How Could You Like That Book?
We often think it, but don’t say it.
How Could You Like That Book?
by Tim Parks in NYRB
I rarely spend much time wondering why others do not enjoy the books I like. Henry Green, an old favorite, almost a fetish, is never an easy read and never offers a plot that is immediate or direct. “There’s not much straight shootin,’” he admitted, in the one interview he gave. Elsa Morante is so lush and fantastical, so extravagantly rhetorical, she must seem way over the top to some. Thomas Bernhard offers one nightmare after another in cascades of challenging rhetoric; it’s natural to suspect he’s overdoing it. Christina Stead is so wayward, so gloriously tangled and disorganized, it’s inevitable that some readers will grow weary.
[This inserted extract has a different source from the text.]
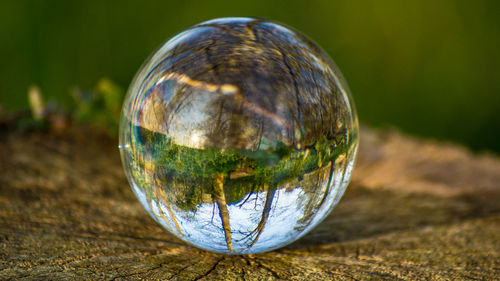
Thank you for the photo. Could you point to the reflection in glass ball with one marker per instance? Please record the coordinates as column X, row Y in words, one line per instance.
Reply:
column 238, row 135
And so on.
Perhaps it’s easy for me to understand why so many are not on board with these writers because I occasionally feel the same way myself. In fact it may be that the most seductive novelists are also the ones most willing to risk irritating you. Faulkner comes to mind, so often on the edge between brilliant and garrulous. Italy’s Carlo Emilio Gadda was another. Muriel Spark. Sometimes even Kafka. Resistance to these writers is never a surprise to me.
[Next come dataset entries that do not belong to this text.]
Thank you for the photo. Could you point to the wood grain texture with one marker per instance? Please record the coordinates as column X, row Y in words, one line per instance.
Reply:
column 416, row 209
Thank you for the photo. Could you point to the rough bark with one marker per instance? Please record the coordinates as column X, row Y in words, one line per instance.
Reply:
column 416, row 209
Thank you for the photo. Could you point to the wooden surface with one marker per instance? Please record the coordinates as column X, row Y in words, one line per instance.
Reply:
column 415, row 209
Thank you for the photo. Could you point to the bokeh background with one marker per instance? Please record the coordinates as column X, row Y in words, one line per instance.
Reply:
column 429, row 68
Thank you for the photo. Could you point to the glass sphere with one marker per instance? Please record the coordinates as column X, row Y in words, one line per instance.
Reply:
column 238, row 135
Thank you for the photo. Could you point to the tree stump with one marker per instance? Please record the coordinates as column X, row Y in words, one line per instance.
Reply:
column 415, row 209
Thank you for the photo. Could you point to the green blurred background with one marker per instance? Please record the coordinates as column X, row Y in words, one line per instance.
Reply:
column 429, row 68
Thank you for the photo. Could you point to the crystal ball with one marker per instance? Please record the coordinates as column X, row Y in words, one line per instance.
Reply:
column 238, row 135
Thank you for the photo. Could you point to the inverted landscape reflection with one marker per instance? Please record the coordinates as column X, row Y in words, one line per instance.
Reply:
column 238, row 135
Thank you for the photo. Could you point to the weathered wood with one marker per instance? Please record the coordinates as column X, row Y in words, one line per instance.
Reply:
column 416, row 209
On the other hand, I do spend endless hours mulling over the mystery of what others like. Again and again the question arises: How can they?I am not talking about genre fiction, where the pleasures are obvious enough. Reviewing duties over the last few years have had me reading Stieg Larsson, E.L. James, and a score of Georges Simenon’s Maigrets. Once you accept the premise that you are reading for entertainment, their plots and brightly-drawn dramatis personae quickly pull you in. However “adult” the material, one is reminded of the way one read as a child: to know what happens. You turn the pages quickly, even voraciously, and when something galls—the ugly exploitation of sexual violence in Larsson, the cartoon silliness of James, the monotonous presentation of Maigret as the dour, long-suffering winner—you simply skip and hurry on, because the story has you on its hook. You can see why people love these books, and above all love reading lots of them. They encourage addiction, the repetition of a comforting process: identification, anxiety/suspense, reassurance. Supposedly realistic, they actually take us far away from our own world and generally leave us feeling pleased that our lives are spared the sort of melodrama we love to read about.
But what are we to say of the likes of Haruki Murakami? Or Salman Rushdie? Or Jonathan Franzen?